With its “wrong man” plot and frequent scenes of nighttime snooping, Intruder translates seamlessly from Faulkner’s novel into a genuine Southern Gothic film noir, its best moments prefiguring The Night of the Hunter in their swampy atmospherics. But the glimmers of subversion in the story are quickly overshadowed by the whodunit. And despite the constant specter of lynching, whenever the issue of racism is broached, it’s presented as, above all, a test of white people’s moral sense. In the final moments of the film, Chick and his Uncle reduce Lucas to “the keeper of [their] conscience,” with little done to problematize this statement. That said, Juano Hernández’s performance as Lucas somewhat undermines the liberalism of these conclusions. Radiating a palpable indifference to the concerns and feelings of the white protagonists, one gets the feeling that he will carry on perfectly fine without them.
Salt of the Earth (54)
During the blacklist, a number of filmmakers decided to band together and form their own company: the Independent Productions Corporation. The experiment was unfortunately short-lived thanks to pressure from the major studios, which prevented their work from being shown anywhere outside New York. Directed by Herbert J. Biberman, written by Michael Wilson, and produced by Paul Jarrico, Salt of the Earth follows a labor strike by predominantly Chicano miners over poor safety conditions, all the way through to their eventual, hard-won success. Their triumph lies not only in victory over white, corporate interests, but also in the feminist renegotiation of the balance of power within their own community. Initially, the miners treat their wives’ demands as insignificant in the greater scheme of things, fighting against their oppressors while reproducing sexist structures in their own homes. It’s only when the men find no other option than to cede the picket line to their wives that the power dynamics of the community begin to shift. Roles are reversed: the women prove themselves just as able, if not more, to hold and organize a picket line, while the men discover the difficulty of housework and childcare.
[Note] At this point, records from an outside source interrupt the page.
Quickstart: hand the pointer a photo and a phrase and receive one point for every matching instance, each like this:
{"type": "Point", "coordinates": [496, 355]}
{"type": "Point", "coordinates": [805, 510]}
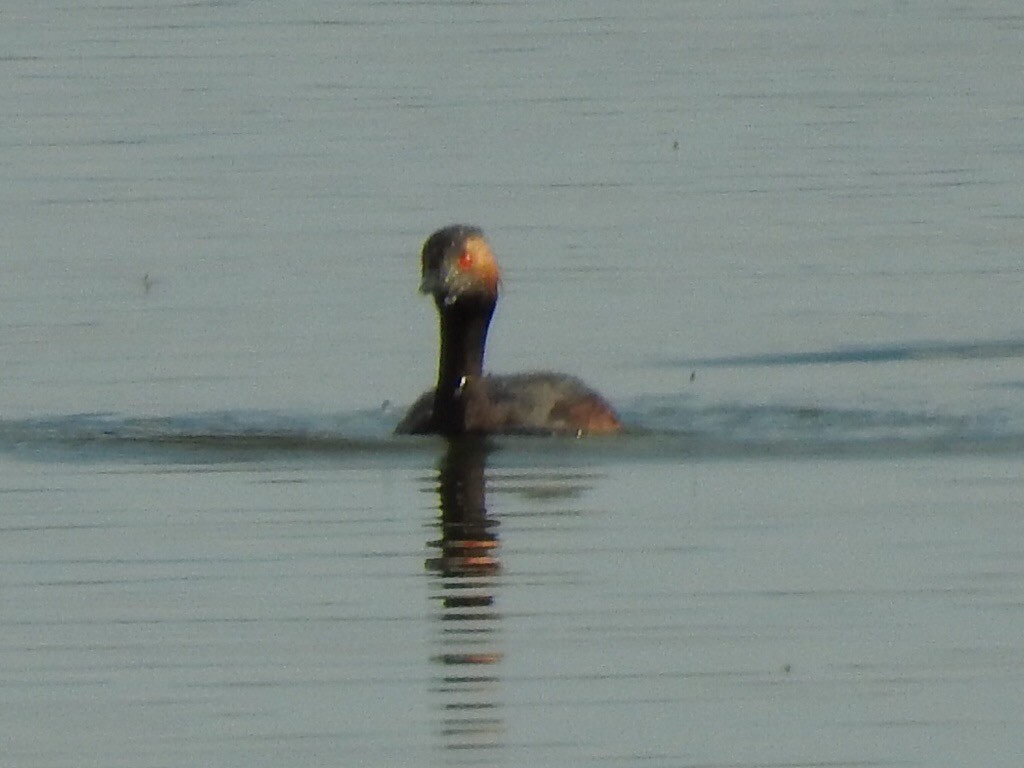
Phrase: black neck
{"type": "Point", "coordinates": [464, 335]}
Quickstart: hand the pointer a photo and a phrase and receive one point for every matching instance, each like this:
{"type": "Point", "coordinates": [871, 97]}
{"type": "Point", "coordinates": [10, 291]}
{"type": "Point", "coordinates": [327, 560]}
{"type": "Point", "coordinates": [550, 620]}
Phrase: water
{"type": "Point", "coordinates": [783, 239]}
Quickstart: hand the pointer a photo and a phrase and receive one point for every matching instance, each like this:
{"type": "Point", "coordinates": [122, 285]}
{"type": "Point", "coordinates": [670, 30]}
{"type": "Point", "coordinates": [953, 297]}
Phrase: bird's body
{"type": "Point", "coordinates": [461, 272]}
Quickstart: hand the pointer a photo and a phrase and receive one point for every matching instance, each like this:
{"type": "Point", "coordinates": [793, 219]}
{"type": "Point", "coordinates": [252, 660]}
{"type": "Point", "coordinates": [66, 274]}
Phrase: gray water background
{"type": "Point", "coordinates": [783, 238]}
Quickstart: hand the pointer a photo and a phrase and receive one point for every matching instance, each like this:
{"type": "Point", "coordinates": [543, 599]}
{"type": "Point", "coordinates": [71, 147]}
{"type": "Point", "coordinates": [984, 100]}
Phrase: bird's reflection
{"type": "Point", "coordinates": [466, 567]}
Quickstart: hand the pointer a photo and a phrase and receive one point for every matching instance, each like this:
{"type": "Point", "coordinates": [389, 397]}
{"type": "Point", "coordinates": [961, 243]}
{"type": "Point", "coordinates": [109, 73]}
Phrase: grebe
{"type": "Point", "coordinates": [460, 270]}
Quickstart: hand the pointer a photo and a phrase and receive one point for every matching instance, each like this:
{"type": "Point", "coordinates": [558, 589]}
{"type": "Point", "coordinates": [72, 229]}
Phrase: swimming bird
{"type": "Point", "coordinates": [460, 270]}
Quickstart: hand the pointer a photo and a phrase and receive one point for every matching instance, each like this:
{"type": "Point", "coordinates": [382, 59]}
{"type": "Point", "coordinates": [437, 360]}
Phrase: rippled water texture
{"type": "Point", "coordinates": [784, 239]}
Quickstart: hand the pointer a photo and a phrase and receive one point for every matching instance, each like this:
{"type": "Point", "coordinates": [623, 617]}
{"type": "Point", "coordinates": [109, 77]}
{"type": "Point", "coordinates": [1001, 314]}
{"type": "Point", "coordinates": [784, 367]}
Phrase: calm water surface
{"type": "Point", "coordinates": [784, 239]}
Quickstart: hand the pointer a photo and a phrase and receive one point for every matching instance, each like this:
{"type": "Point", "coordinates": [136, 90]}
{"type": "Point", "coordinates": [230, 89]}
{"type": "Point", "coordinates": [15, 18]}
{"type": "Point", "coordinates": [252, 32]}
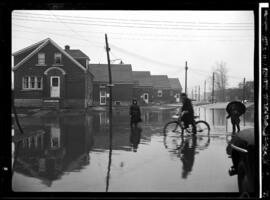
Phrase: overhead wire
{"type": "Point", "coordinates": [129, 26]}
{"type": "Point", "coordinates": [144, 20]}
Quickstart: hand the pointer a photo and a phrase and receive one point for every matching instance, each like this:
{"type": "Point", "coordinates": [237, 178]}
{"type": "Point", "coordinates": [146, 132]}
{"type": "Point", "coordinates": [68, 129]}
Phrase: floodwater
{"type": "Point", "coordinates": [75, 153]}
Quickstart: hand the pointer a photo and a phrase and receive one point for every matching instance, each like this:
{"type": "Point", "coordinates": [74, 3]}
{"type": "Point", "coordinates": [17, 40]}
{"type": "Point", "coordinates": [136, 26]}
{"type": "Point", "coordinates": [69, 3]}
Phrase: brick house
{"type": "Point", "coordinates": [143, 87]}
{"type": "Point", "coordinates": [122, 81]}
{"type": "Point", "coordinates": [47, 75]}
{"type": "Point", "coordinates": [176, 90]}
{"type": "Point", "coordinates": [161, 88]}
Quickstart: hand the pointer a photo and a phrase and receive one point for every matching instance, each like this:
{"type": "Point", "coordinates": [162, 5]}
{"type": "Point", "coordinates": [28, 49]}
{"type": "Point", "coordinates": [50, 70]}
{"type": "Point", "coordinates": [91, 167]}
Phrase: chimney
{"type": "Point", "coordinates": [67, 47]}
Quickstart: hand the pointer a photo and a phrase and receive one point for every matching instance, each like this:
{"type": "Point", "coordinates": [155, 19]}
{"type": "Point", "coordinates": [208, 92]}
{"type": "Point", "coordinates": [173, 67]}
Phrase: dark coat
{"type": "Point", "coordinates": [135, 113]}
{"type": "Point", "coordinates": [187, 106]}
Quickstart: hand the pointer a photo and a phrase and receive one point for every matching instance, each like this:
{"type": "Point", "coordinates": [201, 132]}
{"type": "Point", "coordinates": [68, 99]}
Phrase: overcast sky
{"type": "Point", "coordinates": [156, 41]}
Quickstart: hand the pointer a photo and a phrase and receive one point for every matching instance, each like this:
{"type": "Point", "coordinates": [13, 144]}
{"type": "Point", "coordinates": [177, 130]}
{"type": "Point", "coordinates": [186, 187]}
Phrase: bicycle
{"type": "Point", "coordinates": [202, 127]}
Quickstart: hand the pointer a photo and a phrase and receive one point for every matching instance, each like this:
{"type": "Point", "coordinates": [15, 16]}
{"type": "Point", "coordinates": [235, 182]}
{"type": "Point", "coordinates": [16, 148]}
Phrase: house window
{"type": "Point", "coordinates": [159, 93]}
{"type": "Point", "coordinates": [58, 58]}
{"type": "Point", "coordinates": [39, 82]}
{"type": "Point", "coordinates": [41, 58]}
{"type": "Point", "coordinates": [32, 82]}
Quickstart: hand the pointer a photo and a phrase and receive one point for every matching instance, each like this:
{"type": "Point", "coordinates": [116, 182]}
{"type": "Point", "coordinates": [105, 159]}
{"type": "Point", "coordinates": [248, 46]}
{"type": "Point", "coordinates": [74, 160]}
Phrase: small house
{"type": "Point", "coordinates": [176, 90]}
{"type": "Point", "coordinates": [161, 88]}
{"type": "Point", "coordinates": [122, 81]}
{"type": "Point", "coordinates": [45, 75]}
{"type": "Point", "coordinates": [143, 87]}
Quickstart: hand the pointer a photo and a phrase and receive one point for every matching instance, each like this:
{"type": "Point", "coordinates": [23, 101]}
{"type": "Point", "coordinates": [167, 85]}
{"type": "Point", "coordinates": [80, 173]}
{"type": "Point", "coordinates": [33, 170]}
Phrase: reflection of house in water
{"type": "Point", "coordinates": [63, 147]}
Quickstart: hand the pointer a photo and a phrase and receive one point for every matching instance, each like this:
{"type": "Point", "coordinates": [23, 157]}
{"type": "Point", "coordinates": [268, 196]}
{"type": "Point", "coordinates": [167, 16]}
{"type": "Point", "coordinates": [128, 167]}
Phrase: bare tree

While this all has the makings of a pedagogical lesson, Salt never succumbs to simple banner-waving, no doubt in part due to the naturalism of its performances and setting. The neorealist film was partially shot on location in New Mexico with a cast of mostly nonprofessional actors, the majority of them actual miners. Even at its most stylized, as when Biberman intercuts a wife’s childbirth with the beating of her husband by cops, the effect is always to better ground the audience in the reality of the characters’ struggles, never to sensationalize. At the end, when the protagonist’s husband recognizes the error of his sexism, it’s not out of some spontaneous revelation or appeal to an abstract standard of morality and justice, but rather a position that has formed slowly and organically over the course of the film through experience and discussion. That’s what makes Salt of the Earth the most radical film of the lot: it’s not just a denunciation of sexism, racism and corporatism, but a sensitive, rousing illustration of the process of overcoming them.